The Irish Government has taken its concerns about the Sellafield nuclear plant to The Hague in an attempt to get the UK Government to shut it down.
Yesterday, a panel of five international arbitrators based there began considering the Irish claim that the UK’s decision to manufacture MOX fuel at the plant is unjustified, and that it has been taken without proper regard to certain provisions of the UN Convention on the Law of the Sea (UNCLOS), a law that contains various provisions concerning protection of the marine environment.
Earlier this month, the Irish Minister for the Environment & Local Government, Martin Cullen raised a number of concerns with the UK government about the Sellafield plant. These included the structural stability of a roof on a holding facility for Technetium-99, as well as the continued discharge of Technetium – 99 into the Irish Sea.
‘Two years ago, a report by the Nuclear Installations Inspectorate (NII) of safety-related reports on Sellafield showed a deterioration in the safety performance at Sellafield and a weakness in control and supervision of operations at the site. Despite the fact that more than forty recommendations for improving safety at the plant were made in the report, two years on, a significant number of these recommendations have yet to be implemented,’ said Mr. Cullen.
‘Contamination of the Irish Sea by radioactive discharges is a fact. The needless reprocessing of spent fuel at Sellafield is the primary source of these discharges and we regard these discharges as objectionable and totally unacceptable,’ he added.

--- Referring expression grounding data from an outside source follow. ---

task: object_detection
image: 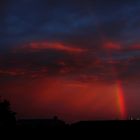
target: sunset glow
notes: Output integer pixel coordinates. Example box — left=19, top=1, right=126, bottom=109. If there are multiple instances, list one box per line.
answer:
left=0, top=0, right=140, bottom=122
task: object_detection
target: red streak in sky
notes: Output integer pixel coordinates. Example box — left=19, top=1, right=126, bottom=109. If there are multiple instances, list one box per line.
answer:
left=103, top=41, right=121, bottom=50
left=102, top=40, right=127, bottom=119
left=116, top=80, right=126, bottom=119
left=14, top=41, right=85, bottom=54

In a statement made on June 3, BNFL said that the B211 building at Sellafield is now approximately 50 years old and as such ‘cannot be expected to conform to the standards expected of modern plant’.
On the eve of the hearing, United Kingdom Energy Minister Brian Wilson appeared to be at odds with the Irish position.

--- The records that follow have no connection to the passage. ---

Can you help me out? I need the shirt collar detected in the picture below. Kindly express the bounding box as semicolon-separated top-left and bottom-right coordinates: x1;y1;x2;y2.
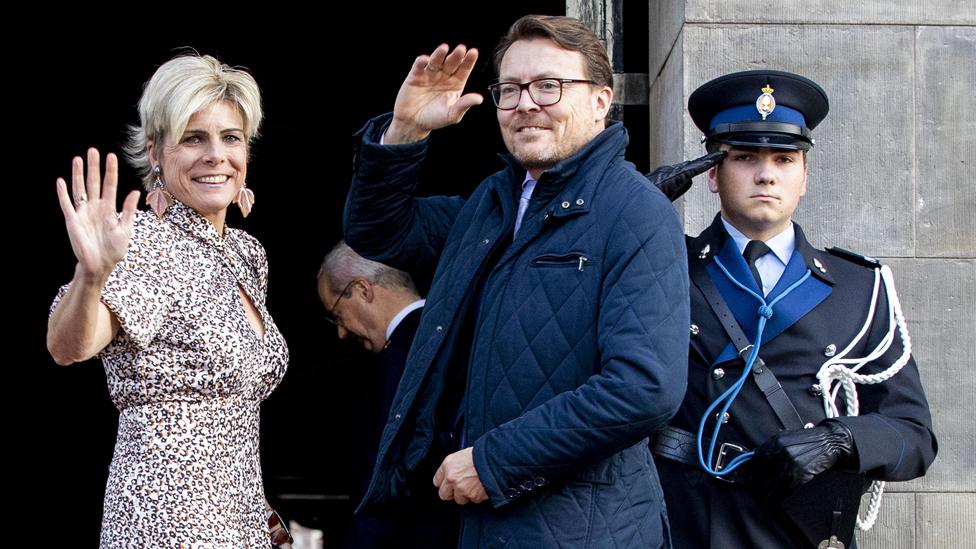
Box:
165;200;228;249
385;299;425;341
521;172;537;199
721;217;795;266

‘The fact is that the Sellafield MOX Plant does not generate any significant radioactive waste and has virtually no impact on radioactive discharges. The European Commission has made clear that the operation of the plant would not lead to any detrimental environmental impact on Ireland, or indeed on any other Member State of the European Union,’ he said.
‘We regret that this case has been brought. We will respond comprehensively to Ireland’s arguments and demonstrate that they have no basis in law or in fact,’ he concluded.